Review by Sean Boelman
Todd Haynes is an exceptional filmmaker, so the release of his first-ever documentary film was obviously highly anticipated. And as one would expect, The Velvet Underground is not an average rock documentary, the filmmaker’s and subjects’ unique sensibilities come together to form a genuinely distinctive movie about the musical process.
The movie tells the story of The Velvet Underground, a band whose experimentation with sound became highly influential in the world of rock-and-roll. However, unlike a majority of rock documentaries, this film isn’t just about the eponymous band — it’s more about the scene that popped up around them and allowed them to become who they are.
This is a documentary more for people who are already familiar with rock-and-roll history, as it covers so much ground that pre-existing knowledge would be useful to have. Haynes connects the dots between The Velvet Underground and some of the most popular musicians of the day quite well, but it requires a moderate understanding of the technicalities of music to follow these developments.
There’s something to be said about the counterculture movement of the 1960s (and to a lesser extent, the 1970s), but this is more of a love letter to music. Haynes is clearly much more interested in the musical aspects of the story than the way in which the music reflected the anxieties of society at the time, but if the viewer aligns with those interests, this is a fascinating watch.
Since the movie is about the overall movement that The Velvet Underground started in the music industry, there isn’t as much insight into the band itself as one would expect. There are portions of the film which are devoted to each band member, but this is by no means a biography. Those looking for deeper insight into the personal lives of the band should look elsewhere.
Unsurprisingly, the soundtrack of the movie is very diverse and eclectic. In addition to the songs of The Velvet Underground, which span a wide range in and of themselves, the film features music from the various groups that they influenced. From some of the most popular tunes of the ‘60s and ‘70s to inventive and obscure songs, there is a lot of great music to hear in the movie.
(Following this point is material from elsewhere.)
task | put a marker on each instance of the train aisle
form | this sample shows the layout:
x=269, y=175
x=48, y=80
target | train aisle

On a technical level, this is one of the most accomplished music documentaries in recent memory. Although one shouldn’t be surprised that Haynes’s newest film is technically impressive, the fact that it is so confident despite being his documentary debut is astounding. There’s rightfully a lot of experimentation to the visual style, fitting given the experimental nature of the subjects’ music, echoing some of the groundbreaking techniques of the classics in the genre.
The Velvet Underground is an amazing documentary, although that won’t come as much of a shock. Those wanting a traditional movie need not bother, but this is a rewarding viewing experience in more ways than one expects.
The Velvet Underground hits theaters and Apple TV+ on October 15.